Trypsin induces epidermal proliferation and inflammation in murine skin

Authors


U. Meyer-Hoffert, Department of Dermatology,
University Kiel,
Schittenhelmstr,
7, D-24105 Kiel, Germany
Tel.: +49 431 5971512
Fax: +49 431 5974074
e-mail: umeyerhoffert@dermatology.uni-kiel.de

Abstract

Abstract:  Human keratinocytes are known to express the protease-activated receptors, PAR-1 and PAR-2. Activation of PAR-1 results in increased proliferation, whereas PAR-2 activation results in decreased keratinocyte proliferation. Trypsin activates PAR-1 and in higher concentrations, PAR-2. The aim of this study was to evaluate the overall effect of trypsin on keratinocyte proliferation in a mouse in vivo and in vitro model.
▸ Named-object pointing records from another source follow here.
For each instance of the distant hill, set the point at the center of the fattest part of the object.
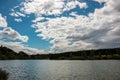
(8, 54)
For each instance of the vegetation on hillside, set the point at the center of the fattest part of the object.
(8, 54)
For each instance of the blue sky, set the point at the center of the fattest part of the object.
(59, 25)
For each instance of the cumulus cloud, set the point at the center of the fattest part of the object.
(99, 29)
(18, 46)
(9, 33)
(18, 19)
(48, 7)
(3, 22)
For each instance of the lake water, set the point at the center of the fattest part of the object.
(62, 69)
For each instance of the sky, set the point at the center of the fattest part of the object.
(55, 26)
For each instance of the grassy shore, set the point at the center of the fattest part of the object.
(3, 74)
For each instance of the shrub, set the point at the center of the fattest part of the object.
(3, 74)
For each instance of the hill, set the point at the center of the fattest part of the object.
(8, 54)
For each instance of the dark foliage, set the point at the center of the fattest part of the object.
(3, 75)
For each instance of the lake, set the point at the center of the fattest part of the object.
(62, 69)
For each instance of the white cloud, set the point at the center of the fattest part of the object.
(17, 14)
(3, 22)
(97, 30)
(9, 33)
(18, 46)
(47, 7)
(18, 19)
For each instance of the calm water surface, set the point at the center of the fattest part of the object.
(62, 69)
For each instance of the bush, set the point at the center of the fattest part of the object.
(3, 74)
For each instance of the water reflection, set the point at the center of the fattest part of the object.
(62, 70)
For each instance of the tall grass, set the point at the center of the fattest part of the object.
(3, 74)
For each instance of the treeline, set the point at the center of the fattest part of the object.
(88, 54)
(8, 54)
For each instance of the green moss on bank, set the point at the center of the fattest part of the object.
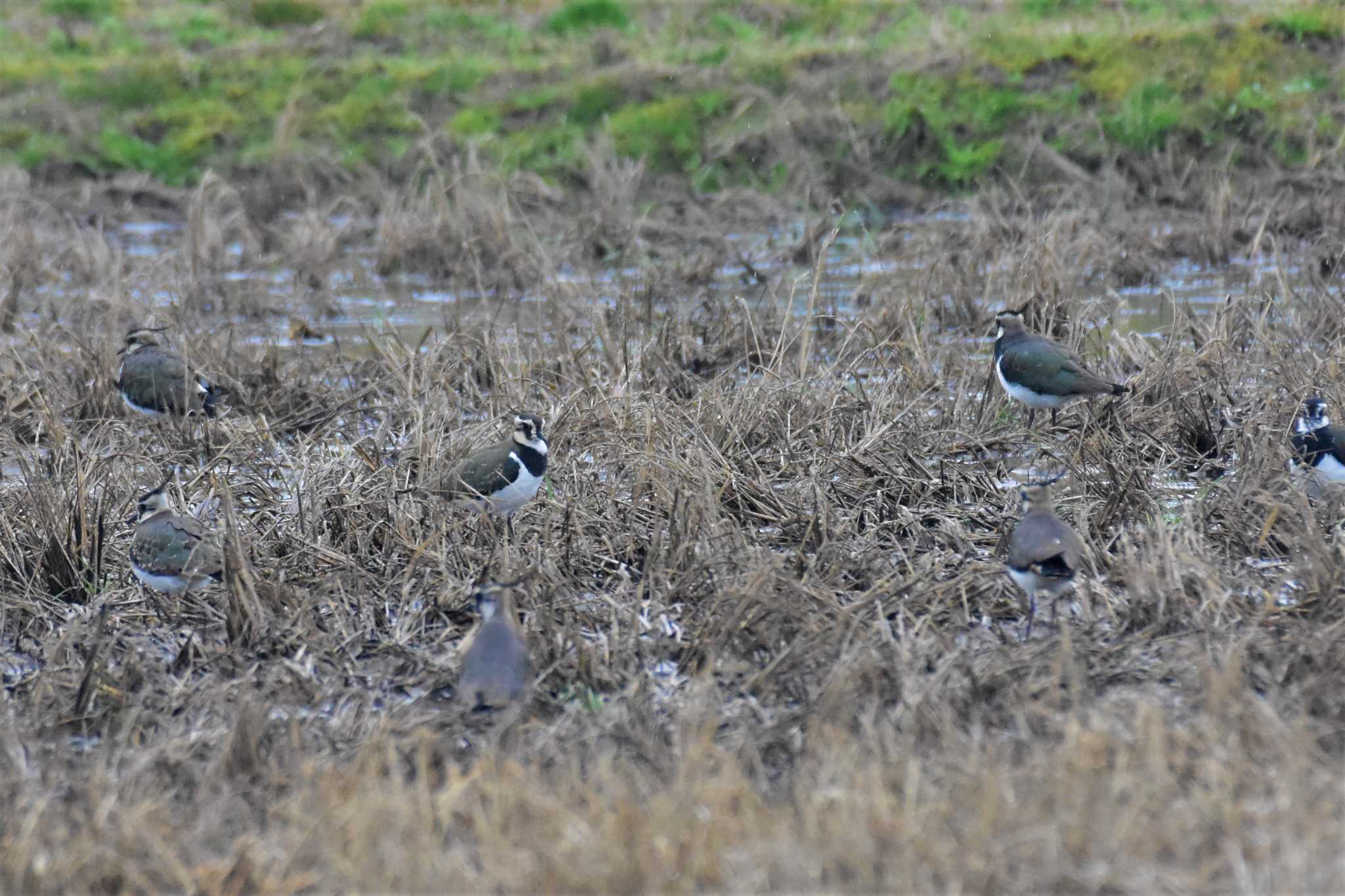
(713, 93)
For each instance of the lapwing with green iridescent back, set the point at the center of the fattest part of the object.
(1042, 372)
(171, 553)
(1319, 446)
(495, 672)
(503, 477)
(158, 382)
(1044, 554)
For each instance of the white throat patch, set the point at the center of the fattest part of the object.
(1310, 425)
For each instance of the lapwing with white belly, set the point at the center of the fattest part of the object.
(158, 382)
(1042, 372)
(171, 553)
(503, 477)
(1319, 446)
(495, 672)
(1044, 554)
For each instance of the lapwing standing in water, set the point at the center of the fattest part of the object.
(171, 553)
(1042, 372)
(503, 477)
(1044, 554)
(158, 383)
(495, 671)
(1319, 446)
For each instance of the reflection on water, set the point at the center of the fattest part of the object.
(359, 299)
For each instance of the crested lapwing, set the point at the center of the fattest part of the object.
(1319, 446)
(1042, 372)
(503, 477)
(171, 553)
(1044, 554)
(495, 671)
(158, 383)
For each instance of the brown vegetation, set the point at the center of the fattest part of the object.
(763, 587)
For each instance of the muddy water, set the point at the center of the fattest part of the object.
(357, 299)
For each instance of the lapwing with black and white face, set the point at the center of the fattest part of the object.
(1044, 554)
(1042, 372)
(171, 553)
(158, 383)
(1319, 446)
(503, 477)
(495, 670)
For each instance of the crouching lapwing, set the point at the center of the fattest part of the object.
(495, 672)
(1044, 554)
(1319, 446)
(1042, 372)
(171, 553)
(503, 477)
(158, 383)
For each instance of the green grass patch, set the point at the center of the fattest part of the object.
(588, 15)
(278, 14)
(667, 132)
(937, 95)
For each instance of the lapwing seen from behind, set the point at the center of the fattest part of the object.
(171, 553)
(158, 382)
(1319, 446)
(1044, 554)
(495, 672)
(1042, 372)
(503, 477)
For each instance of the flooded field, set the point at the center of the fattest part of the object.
(763, 585)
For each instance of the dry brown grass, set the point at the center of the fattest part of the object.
(797, 505)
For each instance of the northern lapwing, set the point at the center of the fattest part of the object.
(1044, 554)
(495, 671)
(171, 553)
(1319, 446)
(503, 477)
(158, 383)
(1042, 372)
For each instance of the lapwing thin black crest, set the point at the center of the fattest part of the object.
(1319, 445)
(502, 477)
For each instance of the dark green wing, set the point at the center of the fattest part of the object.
(1046, 366)
(483, 473)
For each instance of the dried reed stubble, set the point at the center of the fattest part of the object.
(810, 536)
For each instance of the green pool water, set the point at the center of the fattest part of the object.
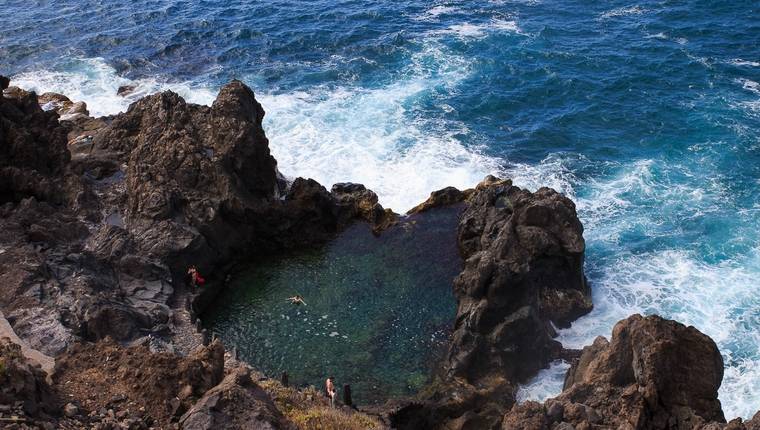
(378, 313)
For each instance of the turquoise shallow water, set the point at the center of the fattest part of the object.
(646, 113)
(378, 313)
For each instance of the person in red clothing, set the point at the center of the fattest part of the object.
(330, 390)
(195, 277)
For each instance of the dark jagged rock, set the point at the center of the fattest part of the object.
(653, 374)
(523, 270)
(162, 384)
(107, 226)
(22, 382)
(354, 200)
(237, 402)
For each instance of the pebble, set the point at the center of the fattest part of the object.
(70, 410)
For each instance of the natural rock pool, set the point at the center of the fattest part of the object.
(378, 313)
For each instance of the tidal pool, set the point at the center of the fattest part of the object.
(378, 315)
Daily topical application of 0.3–300 pmol trypsin/cm2 on hairless mouse skin induced dose-dependent epidermal hyperproliferation as determined by an increase in 5-bromo-2′-deoxyuridine incorporation of up to eight-fold in basal keratinocytes and an up to three-fold increase in keratinocyte layers. This was accompanied by an increased transepidermal water loss. These effects of trypsin were abolished by the addition of the trypsin inhibitor n-p-tosyl-l-lysine-chloromethyl ketone. Histological analysis revealed acanthosis, hypergranulosis, and spongiosis in the epidermis as well as vasodilatation and an inflammatory infiltrate in the upper dermis. In the murine keratinocyte cell line PAM-212 activation of PAR-1 with specific activating peptides resulted in a calcium influx and an increase of proliferation, whereas activation of PAR-2 caused a diminished proliferation. Incubation with trypsin, PAR-1-, and PAR-2-activating peptides induced cytokine-induced neutrophil chemoattractant (KC) mRNA expression as a marker for inflammation in PAM-212 in a dose-dependent manner. In conclusion, our results suggest that trypsin induces in vivo epidermal proliferation and inflammation. Proliferation seems not to be signaled by PAR activation, but PAR-2-induced KC chemokine expression may contribute in part to trypsin-induced inflammation.